Mais à partir du Moyen Âge, la pratique devient chez les chrétiens un moyen d'exprimer une appartenance à une communauté de croyants et aussi une forme de protection divine. Souvent réalisés sur les lieux de pèlerinage, les tatouages prennent la forme de croix, d'images du Christ, de la Vierge ou d'un saint, ou de mots comme "Justice de Dieu" ou de prières comme "Marie très sainte, aidez-moi". Arborés le plus souvent sur les avant-bras, ces tatouages dévotionnels et religieux sont réalisés au tampon trempé d'encre dont le motif sur la peau est ensuite piqué d'une aiguille pour faire pénétrer l'encre.
5Statuette féminine de Côte d'Ivoire
La pratique du tatouage existe dans plusieurs cultures de l'Afrique subsaharienne, où elle est souvent associée à la peinture corporelle et à la scarification (incisions ou brûlures de la peau dont la cicatrisation compose des motifs en relief). Ces modifications corporelles marquent l'appartenance d'un individu à sa culture tout en lui attribuant une place au sein de sa communauté selon son âge, son rang social ou son statut politique. Elles sont réalisées à des moments clés de la vie, lors d'initiations rituelles.
Couverte de tatouages et de scarifications, cette statuette, issue de la culture ivoirienne Attié, aurait eu une vocation de fécondité pour la personne à laquelle elle était destinée.
6Femmes algériennes en 1960
L'exposition consacre une large place aux tatouages dans les pays du Maghreb, en particulier à sa pratique depuis des millénaires dans les traditions amazighes (ou berbères), qui se caractérise par des motifs géométriques. Principalement réservé aux femmes, le tatouage indique un statut social (par exemple la situation maritale), mais comporte aussi une dimension spirituelle, notamment de protection contre le mauvais œil. Dans le contexte colonial, on découvre aussi les représentations de figures maghrébines tatouées, véhiculant un imaginaire exotique et stéréotypé, par exemple sur des affiches publicitaires pour les compagnies de transport maritime et ferroviaire au XXe siècle.
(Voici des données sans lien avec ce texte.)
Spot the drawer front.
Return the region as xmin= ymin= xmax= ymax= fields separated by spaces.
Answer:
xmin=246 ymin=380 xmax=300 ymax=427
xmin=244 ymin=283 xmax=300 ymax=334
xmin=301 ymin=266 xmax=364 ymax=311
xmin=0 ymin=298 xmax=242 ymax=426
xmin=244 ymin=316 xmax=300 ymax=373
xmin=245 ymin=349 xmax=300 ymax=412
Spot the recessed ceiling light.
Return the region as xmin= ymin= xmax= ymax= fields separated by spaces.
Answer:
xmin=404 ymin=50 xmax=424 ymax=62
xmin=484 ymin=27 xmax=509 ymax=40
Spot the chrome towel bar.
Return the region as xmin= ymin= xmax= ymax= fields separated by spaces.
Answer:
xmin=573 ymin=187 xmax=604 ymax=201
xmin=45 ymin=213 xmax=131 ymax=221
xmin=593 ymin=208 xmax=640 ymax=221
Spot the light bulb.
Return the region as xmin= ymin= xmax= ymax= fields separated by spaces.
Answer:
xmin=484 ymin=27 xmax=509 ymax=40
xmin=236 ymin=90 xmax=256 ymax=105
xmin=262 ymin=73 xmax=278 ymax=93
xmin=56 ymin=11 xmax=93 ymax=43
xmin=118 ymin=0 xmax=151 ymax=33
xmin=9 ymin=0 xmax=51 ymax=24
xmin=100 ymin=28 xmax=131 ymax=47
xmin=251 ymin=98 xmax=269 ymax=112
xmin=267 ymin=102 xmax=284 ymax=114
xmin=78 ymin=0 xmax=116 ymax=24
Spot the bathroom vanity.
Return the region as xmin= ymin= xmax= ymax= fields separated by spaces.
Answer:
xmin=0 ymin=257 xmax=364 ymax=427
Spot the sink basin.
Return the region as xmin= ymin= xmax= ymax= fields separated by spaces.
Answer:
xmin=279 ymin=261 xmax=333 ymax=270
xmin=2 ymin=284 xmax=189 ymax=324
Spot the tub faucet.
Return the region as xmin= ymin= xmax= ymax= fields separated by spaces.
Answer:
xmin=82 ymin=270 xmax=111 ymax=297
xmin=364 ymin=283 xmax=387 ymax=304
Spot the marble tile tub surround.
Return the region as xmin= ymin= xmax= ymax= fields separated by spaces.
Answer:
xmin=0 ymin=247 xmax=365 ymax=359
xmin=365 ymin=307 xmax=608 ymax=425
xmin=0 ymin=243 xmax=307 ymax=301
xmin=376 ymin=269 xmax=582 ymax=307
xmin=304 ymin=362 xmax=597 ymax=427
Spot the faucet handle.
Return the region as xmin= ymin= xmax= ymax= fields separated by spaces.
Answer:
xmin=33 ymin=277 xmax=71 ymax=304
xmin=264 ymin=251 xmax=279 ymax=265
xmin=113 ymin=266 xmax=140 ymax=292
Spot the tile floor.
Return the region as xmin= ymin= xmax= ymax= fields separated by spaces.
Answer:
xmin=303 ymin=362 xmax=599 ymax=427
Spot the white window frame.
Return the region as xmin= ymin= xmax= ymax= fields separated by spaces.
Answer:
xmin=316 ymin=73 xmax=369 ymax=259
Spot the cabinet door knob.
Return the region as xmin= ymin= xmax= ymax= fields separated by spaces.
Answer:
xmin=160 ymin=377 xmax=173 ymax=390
Dans les années 1950, alors que la tradition du tatouage déclinait face à la modernité, le photographe Lazhar Mansouri a photographié avec tendresse des femmes tatouées des Aurès, région montagneuse dont il est originaire. Changement d'ambiance avec Marc Garanger, missionné en 1960 pour réaliser les photographies d'identité de populations rurales contraintes au déplacement par l'armée française. Forcées de retirer leur voile, agressées dans leur intimité, ces femmes disent leur rage en foudroyant littéralement l'objectif du regard, comme on le voit sur ces clichés.
7Miss Cagole 2024
Ce voyage à travers l'histoire se termine au présent, alors que le tatouage, devenu très populaire, inspire les artistes et la mode, comme on le voit avec les tenues en trompe-l'œil de Jean Paul Gaultier. Bien qu'il touche désormais tous les milieux, "le tatouage conserve une fonction identitaire et politique, en particulier dans les sphères queer et féministes, où il symbolise l'appropriation du corps, la liberté individuelle et la diversité des identités", soulignent les cartels à l'exposition.
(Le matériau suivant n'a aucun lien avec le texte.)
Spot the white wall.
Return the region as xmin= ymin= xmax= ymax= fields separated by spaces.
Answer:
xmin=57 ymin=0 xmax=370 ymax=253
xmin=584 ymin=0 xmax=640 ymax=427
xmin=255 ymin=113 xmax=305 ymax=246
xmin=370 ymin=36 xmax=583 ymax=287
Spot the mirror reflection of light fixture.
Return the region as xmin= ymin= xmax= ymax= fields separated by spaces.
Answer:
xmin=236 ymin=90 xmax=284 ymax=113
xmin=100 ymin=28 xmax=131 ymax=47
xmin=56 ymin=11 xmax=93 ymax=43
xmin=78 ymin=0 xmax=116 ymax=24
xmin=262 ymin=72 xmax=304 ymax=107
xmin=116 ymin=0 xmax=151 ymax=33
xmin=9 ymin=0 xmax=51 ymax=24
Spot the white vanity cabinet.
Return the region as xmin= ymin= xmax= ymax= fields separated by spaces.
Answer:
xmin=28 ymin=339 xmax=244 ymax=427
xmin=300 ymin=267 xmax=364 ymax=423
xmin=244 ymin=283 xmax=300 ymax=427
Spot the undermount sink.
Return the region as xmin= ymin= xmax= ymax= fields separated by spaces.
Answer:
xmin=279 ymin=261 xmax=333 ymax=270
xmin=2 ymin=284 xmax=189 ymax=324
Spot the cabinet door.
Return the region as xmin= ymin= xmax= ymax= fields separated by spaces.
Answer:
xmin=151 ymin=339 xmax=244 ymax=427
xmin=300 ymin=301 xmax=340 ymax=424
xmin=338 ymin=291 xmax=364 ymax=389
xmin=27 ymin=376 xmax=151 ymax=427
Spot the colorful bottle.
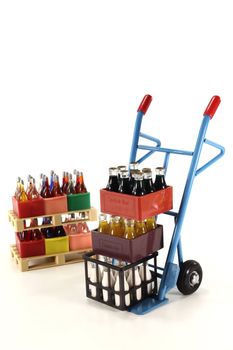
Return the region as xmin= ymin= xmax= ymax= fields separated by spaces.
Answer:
xmin=124 ymin=219 xmax=135 ymax=239
xmin=66 ymin=174 xmax=75 ymax=194
xmin=132 ymin=172 xmax=145 ymax=196
xmin=51 ymin=174 xmax=62 ymax=197
xmin=19 ymin=180 xmax=28 ymax=202
xmin=106 ymin=168 xmax=119 ymax=192
xmin=154 ymin=167 xmax=167 ymax=191
xmin=98 ymin=214 xmax=110 ymax=234
xmin=79 ymin=171 xmax=87 ymax=193
xmin=49 ymin=170 xmax=55 ymax=192
xmin=41 ymin=176 xmax=51 ymax=198
xmin=15 ymin=177 xmax=21 ymax=200
xmin=134 ymin=220 xmax=147 ymax=237
xmin=118 ymin=170 xmax=132 ymax=194
xmin=110 ymin=216 xmax=124 ymax=237
xmin=61 ymin=171 xmax=69 ymax=194
xmin=145 ymin=216 xmax=156 ymax=232
xmin=142 ymin=168 xmax=154 ymax=194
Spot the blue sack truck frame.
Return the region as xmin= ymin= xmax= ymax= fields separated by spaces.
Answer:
xmin=128 ymin=95 xmax=225 ymax=315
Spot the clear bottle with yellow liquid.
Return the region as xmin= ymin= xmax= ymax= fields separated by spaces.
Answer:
xmin=110 ymin=216 xmax=125 ymax=237
xmin=145 ymin=216 xmax=156 ymax=232
xmin=124 ymin=219 xmax=135 ymax=239
xmin=135 ymin=220 xmax=147 ymax=237
xmin=99 ymin=214 xmax=110 ymax=234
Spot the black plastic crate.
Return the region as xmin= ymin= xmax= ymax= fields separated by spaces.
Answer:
xmin=83 ymin=251 xmax=158 ymax=310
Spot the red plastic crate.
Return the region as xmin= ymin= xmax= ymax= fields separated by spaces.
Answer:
xmin=12 ymin=197 xmax=44 ymax=218
xmin=69 ymin=232 xmax=92 ymax=250
xmin=43 ymin=195 xmax=68 ymax=215
xmin=15 ymin=233 xmax=45 ymax=258
xmin=92 ymin=225 xmax=163 ymax=263
xmin=100 ymin=186 xmax=173 ymax=220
Les portraits réalisés par Gaelle Matata de Lisa Granado, lauréate 2024 du concours de Miss Cagole, organisé chaque année au bar Le Traquenard de la Plaine (Marseille), referment ce parcours de façon jubilatoire. Tatouée de différents motifs girly et d'un "Pay Me" provocateur sur le décolleté, Lisa Granado affirme sa différence et fait un pied de nez affirmé aux assignations à la pudeur et à la docilité. Pour elle, être une cagole (un mot souvent péjoratif, synonyme de vulgarité) est une fierté, et le tatouage est un puissant symbole de rébellion face aux normes patriarcales.
"Tatouages, histoires de la Méditerranée", exposition jusqu'au 28 septembre 2025, Centre de la Vieille Charité à Marseille, du mardi au dimanche de 9h à 18h, accès gratuit.